[flagged]

> high-performance data processing tools in JS

I may be naive in asking this, but what leads someone to building high perf data tools in JS? JS doesn't seem to me like it would be the tool of choice for such things

I have a SaaS project where the backend is in JS. I also have some data processing to do with large file (several TB). Doing it is in JS is more convenient as I can reuse code from the backend, and it is also the language I know best.

Performance-wise, I get about half the throughput I had with the same processsing done it rust, which doesn't change anything for my use-case.

However that's not really relevant to the context of the post as I'm using node.js streams which are both saner and fast. I'm guessing that the post is relevant to people using server-side runtimes that only implement web streams.

Browsers are now able to stream files from disk so you can create a high performance tool that'll read locally, do [x] with it and present the results, all without any network overhead.

You don't always have a choice on where you deliver your software. It'd be nice to have good tools wherever you are forced to work.

Browsers

Since when are browsers themselves built in JavaScript? Mainstream, fast ones?

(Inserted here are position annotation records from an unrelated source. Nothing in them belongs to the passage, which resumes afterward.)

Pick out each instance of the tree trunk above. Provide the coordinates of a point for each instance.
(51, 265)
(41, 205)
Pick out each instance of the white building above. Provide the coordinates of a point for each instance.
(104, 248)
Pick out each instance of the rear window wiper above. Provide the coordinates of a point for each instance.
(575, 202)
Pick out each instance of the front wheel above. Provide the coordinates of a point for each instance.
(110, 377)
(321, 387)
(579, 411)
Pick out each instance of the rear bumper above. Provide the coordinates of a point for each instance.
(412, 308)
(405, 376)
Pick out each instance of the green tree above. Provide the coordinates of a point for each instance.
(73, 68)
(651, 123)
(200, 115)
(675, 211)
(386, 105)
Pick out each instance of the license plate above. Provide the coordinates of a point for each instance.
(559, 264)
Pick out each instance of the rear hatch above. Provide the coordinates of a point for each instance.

Clarification - in the past when I've written high performance data tools in JS, it was almost entirely to support the use case of needing it to run in a browser. Otherwise, there are indeed more suitable environments available.

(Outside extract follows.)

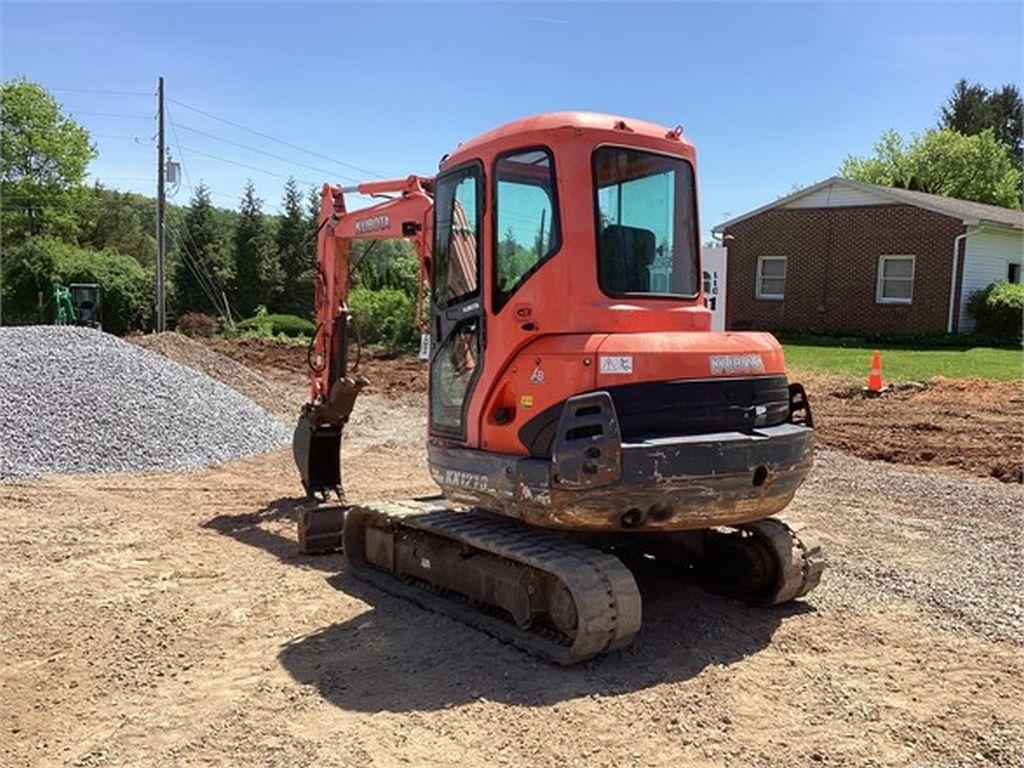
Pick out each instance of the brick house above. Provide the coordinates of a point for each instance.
(847, 256)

To your question, I was about to point out Firefox[1], but realized you clarified 'mainstream'[2]...

[1] https://briangrinstead.com/blog/firefox-webcomponents

[2] https://gs.statcounter.com/browser-market-share

[deleted]

but instead of trying to solve that, this api is just like “too hard no one uses it let’s forget about it”.

right now when i need to wrangle bytes, i switch languages to Golang. it’s easy gc language, and all its IO is built around BYOB api:

interface Reader { read(b: Uint8Array): [number, Error?] }

you pass in your own Uint8Array allocation (in go terms, []byte), the reader fills at most the entire thing, and returns (bytes filled, error). it’s a fully pull stream API with one method at its core. now, the api gets to be that simple because it’s always sync, and blocks until the reader can fill data into the buffer or returns an error indicating no data available right now.

go has a TeeReader with no buffering - it too just blocks until it can write to the forked stream.

https://pkg.go.dev/io#TeeReader

we can’t do the same api in JS, because go gets to insert `await` wherever it wants with its coroutine/goroutine runtime. but we can dream of such simplicity combined with zero allocation performance.